Real-Time Charge (Saved Card)
use Hansajith18\LaravelPaycorp\Models\SavedPayment;
use Hansajith18\LaravelPaycorp\Services\PaycenterPaymentService;
use Hansajith18\LaravelPaycorp\Enums\PaymentPurposeEnum;
$savedPayment = SavedPayment::where('user_id', auth()->id())->firstOrFail();
$service = app(PaycenterPaymentService::class);
$payment = $service->chargeWithSavedPayment(
userId: auth()->id(),
amountCents: 50000,
purpose: PaymentPurposeEnum::RIDE_PAYMENT,
savedPayment: $savedPayment,
currency: 'LKR',
);
// $payment->status === GatewayPaymentStatusEnum::COMPLETED on success
Refund
$response = $client->refund(
originalTxnReference: $txnReference,
amountCents: 50000,
clientRef: 'REFUND-' . $refundId,
currency: 'LKR',
comment: 'Customer request',
);
if ($response->isApproved()) {
// refund successful
}
Events
Listen to payment outcomes in your EventServiceProvider:
use Hansajith18\LaravelPaycorp\Events\PaymentSucceeded;
use Hansajith18\LaravelPaycorp\Events\PaymentFailed;
Event::listen(PaymentSucceeded::class, function ($event) {
$payment = $event->payment;
// fulfil order, send receipt, etc.
});
Event::listen(PaymentFailed::class, function ($event) {
// notify user, release reservation, etc.
});
Payable Status Auto-Update (Optional)
If you want the package to automatically update a payment_status column on a related payable model when a payment completes or fails, list the model class base-names in config/paycorp.php:
// config/paycorp.php
'payable_status_classes' => ['Order', 'Booking'],
Leave the array empty (default) and handle status updates in your own event listeners instead.
Database Tables
| Table | Purpose |
|---|---|
payments |
One row per payment attempt; tracks status, masked card info, gateway references |
payment_gateway_logs |
Full request/response audit trail per gateway operation |
saved_payments |
Tokenised cards per user (for Real-Time flow) |
Sandbox Mode
Set PAYCORP_SANDBOX=true when using the Paycorp test environment.

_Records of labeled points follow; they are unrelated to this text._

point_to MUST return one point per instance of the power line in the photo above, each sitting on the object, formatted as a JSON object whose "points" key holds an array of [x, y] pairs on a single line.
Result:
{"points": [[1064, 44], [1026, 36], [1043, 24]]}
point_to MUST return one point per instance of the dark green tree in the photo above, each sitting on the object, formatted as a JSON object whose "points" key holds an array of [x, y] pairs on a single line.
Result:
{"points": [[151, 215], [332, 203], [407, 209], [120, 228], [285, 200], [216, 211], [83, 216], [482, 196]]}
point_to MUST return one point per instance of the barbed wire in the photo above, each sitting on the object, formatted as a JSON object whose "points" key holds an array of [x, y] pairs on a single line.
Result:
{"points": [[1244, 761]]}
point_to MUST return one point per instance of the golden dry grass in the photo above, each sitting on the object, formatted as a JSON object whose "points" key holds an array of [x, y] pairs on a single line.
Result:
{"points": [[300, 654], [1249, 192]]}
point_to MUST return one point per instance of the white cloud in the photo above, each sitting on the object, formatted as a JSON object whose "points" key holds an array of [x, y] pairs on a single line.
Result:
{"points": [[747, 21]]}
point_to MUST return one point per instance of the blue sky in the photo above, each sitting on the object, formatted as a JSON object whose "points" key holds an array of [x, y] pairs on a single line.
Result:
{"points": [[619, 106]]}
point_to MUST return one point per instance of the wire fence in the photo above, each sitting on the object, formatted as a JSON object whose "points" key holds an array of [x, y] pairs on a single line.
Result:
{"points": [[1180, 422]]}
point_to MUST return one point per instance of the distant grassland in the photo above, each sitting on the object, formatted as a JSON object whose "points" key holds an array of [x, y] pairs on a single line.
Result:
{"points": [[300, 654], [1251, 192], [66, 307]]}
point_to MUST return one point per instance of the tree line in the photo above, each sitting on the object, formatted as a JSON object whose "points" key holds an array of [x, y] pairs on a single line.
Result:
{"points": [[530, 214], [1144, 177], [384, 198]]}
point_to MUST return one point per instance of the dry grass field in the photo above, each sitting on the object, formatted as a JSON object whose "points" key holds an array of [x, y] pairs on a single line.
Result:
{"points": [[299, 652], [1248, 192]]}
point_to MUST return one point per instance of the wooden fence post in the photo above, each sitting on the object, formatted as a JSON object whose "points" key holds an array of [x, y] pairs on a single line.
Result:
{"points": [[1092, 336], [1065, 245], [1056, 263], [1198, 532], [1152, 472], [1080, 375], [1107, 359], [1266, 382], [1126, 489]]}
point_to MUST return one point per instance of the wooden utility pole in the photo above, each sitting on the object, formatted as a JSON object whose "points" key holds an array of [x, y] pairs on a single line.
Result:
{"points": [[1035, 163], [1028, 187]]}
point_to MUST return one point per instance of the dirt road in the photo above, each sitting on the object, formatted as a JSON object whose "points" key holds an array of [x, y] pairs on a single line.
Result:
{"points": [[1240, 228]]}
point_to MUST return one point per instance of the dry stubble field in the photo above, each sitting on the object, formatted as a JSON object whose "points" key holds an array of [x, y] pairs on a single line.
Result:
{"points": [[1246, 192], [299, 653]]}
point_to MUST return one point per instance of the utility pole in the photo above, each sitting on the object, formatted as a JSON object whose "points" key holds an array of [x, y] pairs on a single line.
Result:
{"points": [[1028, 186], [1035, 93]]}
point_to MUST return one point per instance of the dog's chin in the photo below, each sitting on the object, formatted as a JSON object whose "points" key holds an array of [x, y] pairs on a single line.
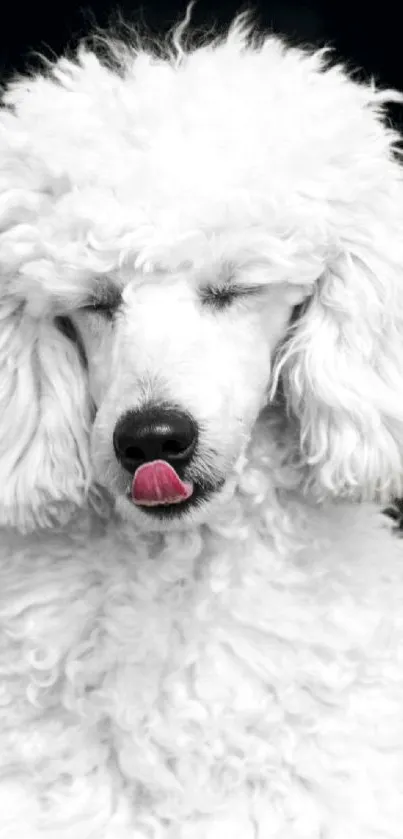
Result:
{"points": [[165, 518]]}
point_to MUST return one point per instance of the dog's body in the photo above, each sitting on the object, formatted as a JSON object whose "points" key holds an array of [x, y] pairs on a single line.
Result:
{"points": [[242, 681], [201, 326]]}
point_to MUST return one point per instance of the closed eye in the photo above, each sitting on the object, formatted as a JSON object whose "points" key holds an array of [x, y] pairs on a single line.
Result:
{"points": [[222, 296], [104, 301]]}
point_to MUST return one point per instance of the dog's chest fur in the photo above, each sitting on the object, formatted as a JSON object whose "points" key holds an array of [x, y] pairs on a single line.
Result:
{"points": [[209, 686]]}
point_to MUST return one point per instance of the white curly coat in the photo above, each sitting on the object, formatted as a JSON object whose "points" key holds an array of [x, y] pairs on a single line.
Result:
{"points": [[237, 674]]}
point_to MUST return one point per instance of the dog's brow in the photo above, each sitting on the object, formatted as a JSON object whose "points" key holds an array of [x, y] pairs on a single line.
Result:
{"points": [[104, 292]]}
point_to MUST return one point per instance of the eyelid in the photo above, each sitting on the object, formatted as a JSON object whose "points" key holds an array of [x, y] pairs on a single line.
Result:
{"points": [[107, 300]]}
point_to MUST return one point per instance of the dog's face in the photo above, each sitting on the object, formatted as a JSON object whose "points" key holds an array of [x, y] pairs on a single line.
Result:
{"points": [[179, 367], [174, 211]]}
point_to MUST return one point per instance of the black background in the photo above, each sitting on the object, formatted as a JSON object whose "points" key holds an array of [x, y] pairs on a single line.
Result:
{"points": [[367, 36]]}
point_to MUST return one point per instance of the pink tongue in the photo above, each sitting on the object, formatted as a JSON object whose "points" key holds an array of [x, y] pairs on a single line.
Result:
{"points": [[157, 483]]}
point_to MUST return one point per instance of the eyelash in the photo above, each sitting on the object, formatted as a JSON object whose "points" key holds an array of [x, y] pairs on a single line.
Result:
{"points": [[107, 308], [223, 297]]}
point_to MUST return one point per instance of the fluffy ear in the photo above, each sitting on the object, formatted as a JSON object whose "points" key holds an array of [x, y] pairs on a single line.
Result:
{"points": [[44, 419], [342, 367]]}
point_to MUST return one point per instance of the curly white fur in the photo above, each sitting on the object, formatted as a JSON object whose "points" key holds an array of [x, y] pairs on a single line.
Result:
{"points": [[238, 674]]}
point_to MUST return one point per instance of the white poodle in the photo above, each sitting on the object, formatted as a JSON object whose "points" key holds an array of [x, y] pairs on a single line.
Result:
{"points": [[201, 406]]}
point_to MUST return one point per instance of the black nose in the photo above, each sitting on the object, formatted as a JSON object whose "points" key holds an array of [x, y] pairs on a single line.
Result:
{"points": [[161, 433]]}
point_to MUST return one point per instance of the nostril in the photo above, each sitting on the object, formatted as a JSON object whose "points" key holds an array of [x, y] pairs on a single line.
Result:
{"points": [[154, 433]]}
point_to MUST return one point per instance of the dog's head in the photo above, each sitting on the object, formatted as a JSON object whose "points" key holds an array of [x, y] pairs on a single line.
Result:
{"points": [[160, 223]]}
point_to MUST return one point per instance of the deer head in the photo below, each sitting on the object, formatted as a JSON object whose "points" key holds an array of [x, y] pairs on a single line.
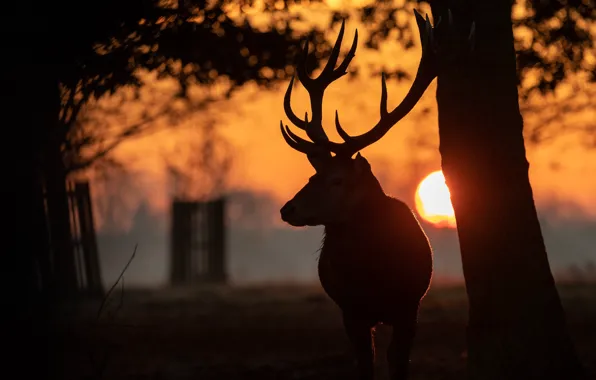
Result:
{"points": [[341, 183]]}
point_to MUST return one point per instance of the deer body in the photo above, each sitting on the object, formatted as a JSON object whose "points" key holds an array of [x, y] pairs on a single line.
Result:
{"points": [[376, 261]]}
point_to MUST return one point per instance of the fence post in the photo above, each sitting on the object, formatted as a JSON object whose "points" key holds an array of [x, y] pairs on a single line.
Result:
{"points": [[88, 239]]}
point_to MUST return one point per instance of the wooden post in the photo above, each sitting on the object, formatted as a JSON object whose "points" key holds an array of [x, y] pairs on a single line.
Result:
{"points": [[198, 242], [217, 246], [88, 238]]}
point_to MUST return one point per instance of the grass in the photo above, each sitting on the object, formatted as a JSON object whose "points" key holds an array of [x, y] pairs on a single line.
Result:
{"points": [[283, 332]]}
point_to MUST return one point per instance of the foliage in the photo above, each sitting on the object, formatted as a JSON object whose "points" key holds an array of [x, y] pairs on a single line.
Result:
{"points": [[103, 47]]}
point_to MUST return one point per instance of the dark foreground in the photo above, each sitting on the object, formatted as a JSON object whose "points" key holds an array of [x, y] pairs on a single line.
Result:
{"points": [[267, 333]]}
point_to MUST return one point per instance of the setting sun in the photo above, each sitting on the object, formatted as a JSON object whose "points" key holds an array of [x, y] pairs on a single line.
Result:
{"points": [[433, 200]]}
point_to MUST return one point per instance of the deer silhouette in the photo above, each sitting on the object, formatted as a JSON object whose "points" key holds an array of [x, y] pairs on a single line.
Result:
{"points": [[375, 261]]}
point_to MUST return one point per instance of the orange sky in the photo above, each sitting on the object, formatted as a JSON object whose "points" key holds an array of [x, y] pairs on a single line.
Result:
{"points": [[250, 120]]}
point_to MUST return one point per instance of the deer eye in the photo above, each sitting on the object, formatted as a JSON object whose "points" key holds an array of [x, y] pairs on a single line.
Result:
{"points": [[337, 181]]}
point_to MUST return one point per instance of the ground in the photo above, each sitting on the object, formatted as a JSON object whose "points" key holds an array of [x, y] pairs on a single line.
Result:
{"points": [[268, 332]]}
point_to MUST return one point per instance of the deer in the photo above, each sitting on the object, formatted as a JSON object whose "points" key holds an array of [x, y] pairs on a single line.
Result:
{"points": [[376, 262]]}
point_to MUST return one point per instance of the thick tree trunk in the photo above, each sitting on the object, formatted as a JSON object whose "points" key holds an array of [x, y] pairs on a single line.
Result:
{"points": [[27, 310], [517, 327]]}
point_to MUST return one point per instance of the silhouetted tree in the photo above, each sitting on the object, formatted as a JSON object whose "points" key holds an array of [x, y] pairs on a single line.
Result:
{"points": [[61, 54], [516, 326], [90, 54]]}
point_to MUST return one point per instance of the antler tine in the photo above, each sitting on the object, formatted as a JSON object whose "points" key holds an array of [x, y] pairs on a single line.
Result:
{"points": [[295, 141], [425, 75], [316, 86], [288, 107]]}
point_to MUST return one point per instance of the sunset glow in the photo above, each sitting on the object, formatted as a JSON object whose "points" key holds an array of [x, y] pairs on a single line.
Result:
{"points": [[433, 200]]}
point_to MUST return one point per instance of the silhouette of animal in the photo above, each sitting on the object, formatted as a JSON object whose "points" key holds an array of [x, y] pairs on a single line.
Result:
{"points": [[375, 261]]}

The package automatically:
- Strips sub-unit cents (e.g.
5389.20 LKR → 5389.00 LKR) - Enforces a minimum amount of
200cents (2.00 LKR)
No code changes needed between sandbox and production.
Testing
composer test
Or directly:
./vendor/bin/phpunit
Quality Tooling
# Code style (Laravel Pint)
composer format
# Static analysis (PHPStan level 5)
composer analyse
Security
- All API requests are signed with HMAC-SHA256
- TLS verification enforced (
verify: true) — HTTP connections always use TLS - Card numbers and CVVs are never stored — only masked card data persisted
toSafeArray()explicitly excludes cardholder name, raw expiry, and internal comments- Refund credentials are AES-256-CBC encrypted before transmission
- Gateway audit logs sanitise all sensitive fields before writing to the database
Please see SECURITY.md for how to report a security vulnerability.
Changelog
See CHANGELOG.md for release history.
For maintainers: see docs/releases.md for the full release workflow guide.
License
The MIT License (MIT). See LICENSE for details.